Vegan means the product contains no animal-derived ingredients. A cruelty-free product can still contain carmine (insects), lanolin (sheep), or beeswax. Always check both labels if both matter to you.
Pregnancy-safe makeup: a quick checklist
Most foundations, lipsticks, and eyeshadows are pregnancy-safe. The ingredients to watch for in face products are:
- Retinol, retinyl palmitate, tretinoin, adapalene (avoid)
- Salicylic acid above 2% (limit)
- Hydroquinone (avoid)
- Chemical sunscreens with oxybenzone (limit; mineral sunscreens preferred)
Related reading
- How to identify makeup from a photo: the 2026 guide
- Best foundation shade finder apps in 2026
- How to find lipstick dupes: the complete 2026 guide
Frequently asked questions
Can an app scan makeup ingredients from a label?

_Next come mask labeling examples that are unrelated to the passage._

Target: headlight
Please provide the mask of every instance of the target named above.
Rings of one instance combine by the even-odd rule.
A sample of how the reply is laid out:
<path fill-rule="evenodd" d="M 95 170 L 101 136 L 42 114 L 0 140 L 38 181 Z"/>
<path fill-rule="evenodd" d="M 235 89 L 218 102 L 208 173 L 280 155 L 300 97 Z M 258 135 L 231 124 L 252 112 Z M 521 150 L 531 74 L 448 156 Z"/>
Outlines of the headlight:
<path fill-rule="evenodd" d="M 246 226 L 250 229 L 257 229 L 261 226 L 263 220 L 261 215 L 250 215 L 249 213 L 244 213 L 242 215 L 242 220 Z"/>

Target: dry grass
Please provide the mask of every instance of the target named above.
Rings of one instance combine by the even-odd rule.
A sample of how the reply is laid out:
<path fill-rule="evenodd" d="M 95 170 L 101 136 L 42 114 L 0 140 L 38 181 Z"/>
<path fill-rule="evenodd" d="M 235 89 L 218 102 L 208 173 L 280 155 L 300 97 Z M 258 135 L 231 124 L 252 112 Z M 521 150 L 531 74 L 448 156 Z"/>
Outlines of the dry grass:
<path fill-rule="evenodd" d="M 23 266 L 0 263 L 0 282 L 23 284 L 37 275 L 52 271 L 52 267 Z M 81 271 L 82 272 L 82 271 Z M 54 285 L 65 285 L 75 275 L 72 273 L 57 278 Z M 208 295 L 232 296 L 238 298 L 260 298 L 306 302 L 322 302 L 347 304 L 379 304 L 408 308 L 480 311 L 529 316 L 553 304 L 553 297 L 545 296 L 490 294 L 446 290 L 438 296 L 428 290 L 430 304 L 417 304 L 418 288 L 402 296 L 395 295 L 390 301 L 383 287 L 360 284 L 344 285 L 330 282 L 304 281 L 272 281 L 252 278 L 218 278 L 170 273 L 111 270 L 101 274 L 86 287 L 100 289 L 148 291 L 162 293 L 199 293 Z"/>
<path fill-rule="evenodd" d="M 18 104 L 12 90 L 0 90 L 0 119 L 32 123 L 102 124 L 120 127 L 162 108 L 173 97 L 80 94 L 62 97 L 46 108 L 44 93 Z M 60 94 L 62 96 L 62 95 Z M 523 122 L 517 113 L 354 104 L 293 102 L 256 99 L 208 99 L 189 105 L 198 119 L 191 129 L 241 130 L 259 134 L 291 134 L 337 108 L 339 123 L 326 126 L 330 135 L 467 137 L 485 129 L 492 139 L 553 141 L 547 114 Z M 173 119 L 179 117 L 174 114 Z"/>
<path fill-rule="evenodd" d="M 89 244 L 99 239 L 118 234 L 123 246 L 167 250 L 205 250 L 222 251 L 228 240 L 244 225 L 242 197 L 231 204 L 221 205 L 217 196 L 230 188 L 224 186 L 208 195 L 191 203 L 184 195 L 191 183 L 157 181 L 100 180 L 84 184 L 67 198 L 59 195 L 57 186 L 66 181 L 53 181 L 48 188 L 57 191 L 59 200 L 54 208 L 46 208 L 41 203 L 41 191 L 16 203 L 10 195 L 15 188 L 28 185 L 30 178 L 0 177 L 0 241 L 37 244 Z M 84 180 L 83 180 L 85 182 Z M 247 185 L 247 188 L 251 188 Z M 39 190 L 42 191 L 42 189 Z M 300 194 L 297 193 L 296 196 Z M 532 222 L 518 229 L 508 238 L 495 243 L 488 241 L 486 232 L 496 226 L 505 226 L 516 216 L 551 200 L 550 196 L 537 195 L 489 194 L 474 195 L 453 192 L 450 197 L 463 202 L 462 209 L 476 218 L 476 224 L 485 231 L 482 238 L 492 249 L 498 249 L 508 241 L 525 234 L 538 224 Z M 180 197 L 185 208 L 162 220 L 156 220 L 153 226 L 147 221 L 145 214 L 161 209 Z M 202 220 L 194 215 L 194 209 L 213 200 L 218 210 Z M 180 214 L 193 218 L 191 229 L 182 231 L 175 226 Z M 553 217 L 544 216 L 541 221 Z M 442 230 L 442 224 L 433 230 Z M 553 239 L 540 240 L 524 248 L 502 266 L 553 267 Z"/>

Yes. Makeup Identifier reads ingredient labels using OCR and cross-references each ingredient against a safety database (EWG Skin Deep, INCI Decoder, CIR Cosmetic Ingredient Review), then flags potential irritants, allergens, comedogens, and pregnancy-incompatible ingredients.
Which makeup ingredients should I avoid?
There is no universal list, but commonly flagged ingredients include parabens (preservatives), formaldehyde-releasing preservatives (DMDM hydantoin), certain phthalates (in fragrance), high concentrations of essential oils for sensitive skin, and coal-tar-derived synthetic dyes. Most are legal and safe; the question is whether they suit your skin.
What does 'non-comedogenic' actually mean?
It means the formula is unlikely to clog pores. It's a marketing term, not a regulated one. To verify, check the actual ingredient list against a comedogenic rating chart — coconut oil, isopropyl myristate, and lanolin are common pore-cloggers even in products labelled 'non-comedogenic'.
How do I know if a makeup product is vegan or cruelty-free?
Cruelty-free means the product was not tested on animals; vegan means it contains no animal-derived ingredients. Look for Leaping Bunny, PETA, or Choose Cruelty Free certifications. Makeup Identifier flags non-vegan ingredients (carmine, lanolin, beeswax, guanine) automatically when you scan a label.